Now comes the interesting part. The likelihood has essentially no information in it.

To see that the likelihood has no information, consider a simpler case where {\theta(x)} is a function on {[0,1]}. Now discretize the interval into many small bins. Let {B} be the number of bins. We can then replace the function {\theta} with a high-dimensional vector {\theta = (\theta_1,\ldots, \theta_B)}. With {n < B}, most bins are empty. The data contain no information for most of the {\theta_j}‘s. (You might wonder about the effect of putting a smoothness assumption on {\theta(\cdot )}. We’ll discuss this in Section 4.)

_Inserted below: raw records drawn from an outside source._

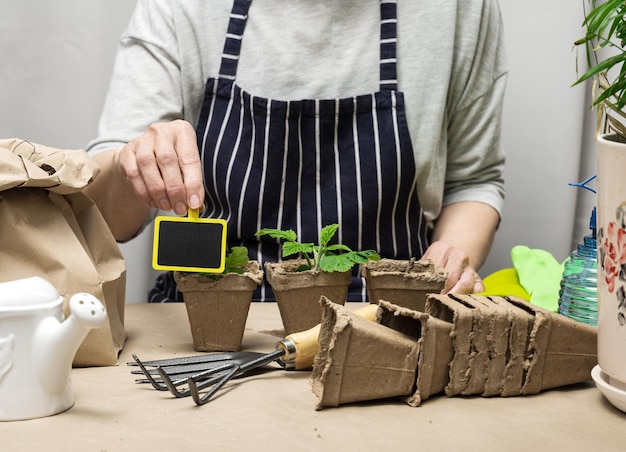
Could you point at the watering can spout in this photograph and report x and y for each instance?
(37, 346)
(55, 343)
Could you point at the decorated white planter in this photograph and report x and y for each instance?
(611, 223)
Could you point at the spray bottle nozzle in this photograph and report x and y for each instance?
(592, 222)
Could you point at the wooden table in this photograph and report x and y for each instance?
(276, 409)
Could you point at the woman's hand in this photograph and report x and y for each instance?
(462, 278)
(163, 167)
(462, 238)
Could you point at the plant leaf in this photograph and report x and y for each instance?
(291, 248)
(327, 233)
(336, 263)
(289, 235)
(236, 259)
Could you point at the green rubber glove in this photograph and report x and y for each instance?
(540, 274)
(502, 283)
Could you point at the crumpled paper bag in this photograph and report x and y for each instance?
(48, 228)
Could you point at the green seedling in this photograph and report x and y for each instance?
(325, 256)
(235, 262)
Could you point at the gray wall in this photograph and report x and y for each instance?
(57, 58)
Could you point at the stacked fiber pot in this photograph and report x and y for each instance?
(459, 345)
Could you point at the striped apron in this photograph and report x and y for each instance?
(305, 164)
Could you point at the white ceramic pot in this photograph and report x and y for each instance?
(611, 224)
(37, 347)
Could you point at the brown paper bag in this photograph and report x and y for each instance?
(48, 228)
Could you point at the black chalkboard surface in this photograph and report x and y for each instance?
(189, 244)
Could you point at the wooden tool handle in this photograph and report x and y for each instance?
(301, 348)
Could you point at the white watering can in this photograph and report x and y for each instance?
(37, 346)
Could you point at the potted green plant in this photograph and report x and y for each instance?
(604, 41)
(321, 269)
(218, 303)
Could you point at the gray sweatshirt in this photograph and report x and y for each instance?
(451, 68)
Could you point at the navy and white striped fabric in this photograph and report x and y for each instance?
(304, 164)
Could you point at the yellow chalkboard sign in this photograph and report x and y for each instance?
(189, 244)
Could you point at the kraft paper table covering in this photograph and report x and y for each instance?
(276, 410)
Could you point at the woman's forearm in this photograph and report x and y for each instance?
(124, 212)
(470, 227)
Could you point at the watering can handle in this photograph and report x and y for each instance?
(300, 348)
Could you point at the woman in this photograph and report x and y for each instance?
(383, 118)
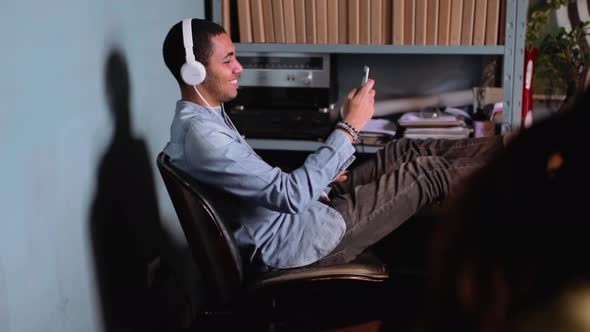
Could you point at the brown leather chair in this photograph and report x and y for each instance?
(333, 294)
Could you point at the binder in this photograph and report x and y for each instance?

We should point out that if {\pi(x) = 1/2} for all {x}, then Ericson (1969) showed that a certain exchangeable prior gives a posterior that, like the Horwitz-Thompson estimator, converges at rate {O(n^{-1/2})}. However we are interested in the case where {\pi(x)} is a complex function of {x}; then the posterior will fail to concentrate around the true value of {\psi}. On the other hand, a flexible nonparametric prior will have a posterior essentially equal to the prior and, thus, not concentrate around {\psi}, whenever the prior {W} does not depend on the the known function {\pi(\cdot)}. Indeed, we have the following theorem from Robins and Ritov (1997):

Theorem. (Robins and Ritov 1997). Any estimator that is not a function of {\pi(\cdot)} cannot be uniformly consistent.

This means that, at no finite sample size, will an estimator {\hat\psi} that is not a function of {\pi} be close to {\psi} for all distributions in {{\cal P}}. In fact, the theorem holds for a neighborhood around every pair {(\pi,\theta)}. Uniformity is important because it links asymptotic behavior to finite sample behavior. But when {\pi} is known and is used in the estimator (as in the Horwitz-Thompson estimator and its improved versions) we can have uniform consistency.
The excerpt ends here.